In order to not leave a trail on the Internet, they did not send emails to each other. They had a common account to which they both knew the password, and there they saved draft versions of the letters. Thus, they could read them, but the letters did not circulate on the Internet.
Petraeus was regarded in the army as a maniac of modern technology, and he spent many hours a day surfing the Internet. “Every byte left behind reveals information about location, habits, and, by extrapolation, intent and probable behavior,” he said at a meeting with journalists. “I’ve found that our technical capabilities often far exceed what you see in Tom Cruise films. …We have to rethink our notions of identity and secrecy.”*
These Words Turned Out To Be Prophetic
Petraeus had secret, maximum-security accounts for professional matters. The FBI did not find any proof that he broke military secrets or sent something to his lover on Gmail. The contents of his and Broadwell’s common account are ordinary — for example, memories of sex on a desk.

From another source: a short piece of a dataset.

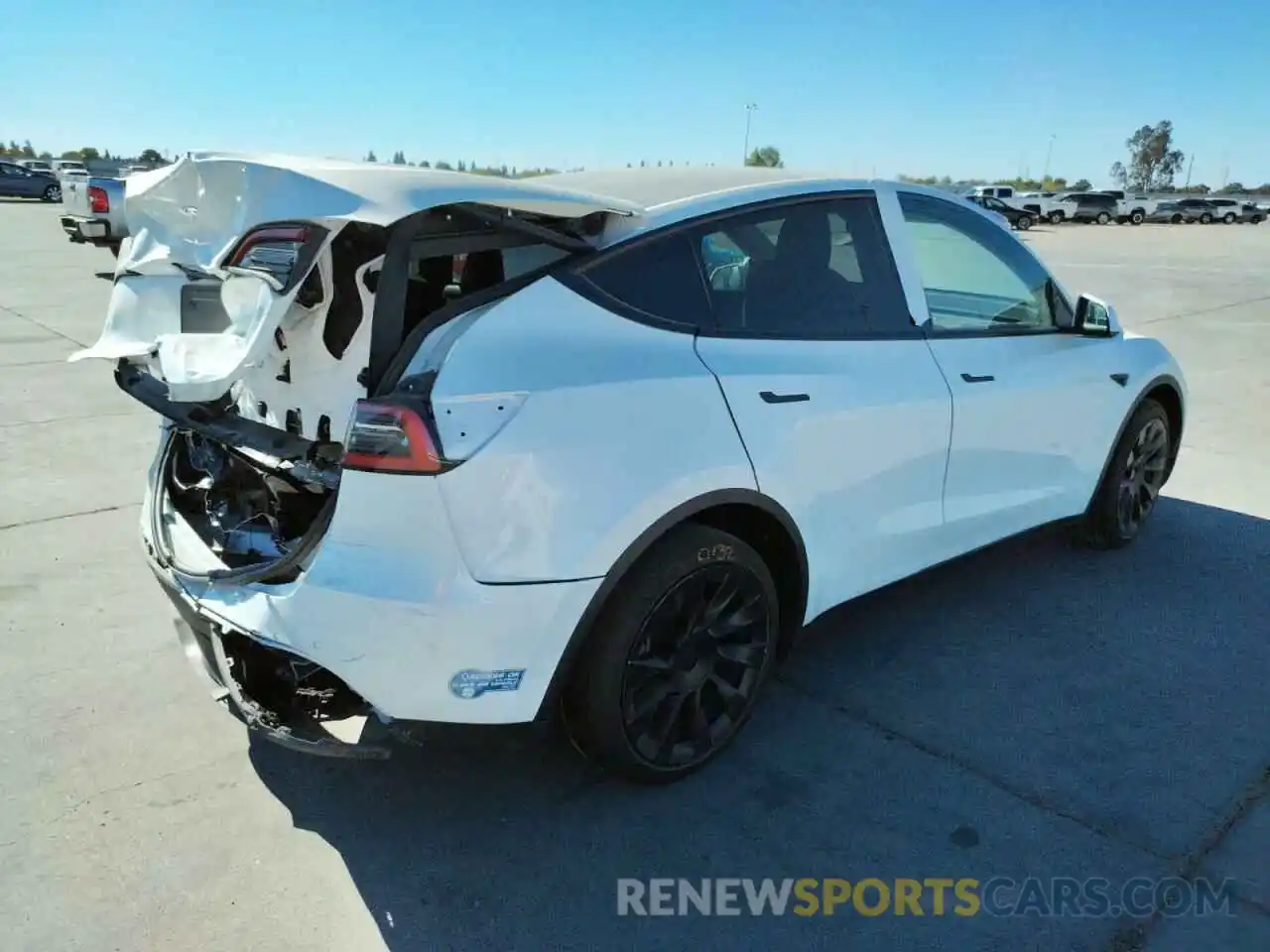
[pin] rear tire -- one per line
(1130, 486)
(677, 658)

The director of the CIA allegedly ended the love affair when his jealous biographer began to hound Mrs. Kelley, whom she perceived as her rival, with anonymous letters.
However, CIA agents decided that the whole affair was of the highest national importance and must be wholly explained. This is why they also started to question Mrs. Kelley in detail, to such an extent that she panicked and asked to close the investigation that she caused with her own complaint. But it was too late. The agents also broke into her account and found two surprises — a small one and a big one.
The small one was that the FBI agent who is Kelley’s friend, and who made his colleagues begin the investigation, had sent her half-naked pictures of himself. The agent with his naked torso was fully removed from the investigation, and explanatory proceedings concerning his case are in progress.
The big surprise was that Kelley had a rich correspondence with the present Commander-in-Chief of U.S. forces in Afghanistan, General John Allen. It was announced that their correspondence, printed on A4 sheets, comes to 20 or 30 thousand pages. The character of the letters is described as “flirtatious” and the right wing television channel Fox News is reporting that it was even “virtual sex.” General Allen claims that he has not done anything wrong, and remains Commander-in-Chief in Afghanistan, though his nomination to the position of Commander-in-Chief of NATO was suspended.
Even if Allen’s correspondence was just flirtatious and Petraeus did not convey any secrets to his lover, the army and the intelligence have become a laughing stock anyway. It turned out that the director of the CIA and the commander in Afghanistan — that is, people upon whom the security of America depends, spend much of their time on acquaintances — real or virtual — with two women. The FBI, thanks to the half-naked agent, does not come out very well, either. The comics ask joyfully what it is about Mrs. Kelley that makes the two most important generals in the U.S. hang around her and FBI agents strip for her.
But there is a serious thread in this whole affair that puts the blame on Barack Obama’s administration. Attorney General Eric Holder (supervising the FBI) knew that the director of the CIA had a love affair and this affair had been investigated at least since the summer of this year, but he did not say a word to President Obama or anyone else at all. There is a suspicion verging on certainty that he did it as part of a friendly favor to let his boss calmly win the election, unbothered by scandals.
*Editor’s Note: This quote, accurately translated, was not able to be independently verified in full.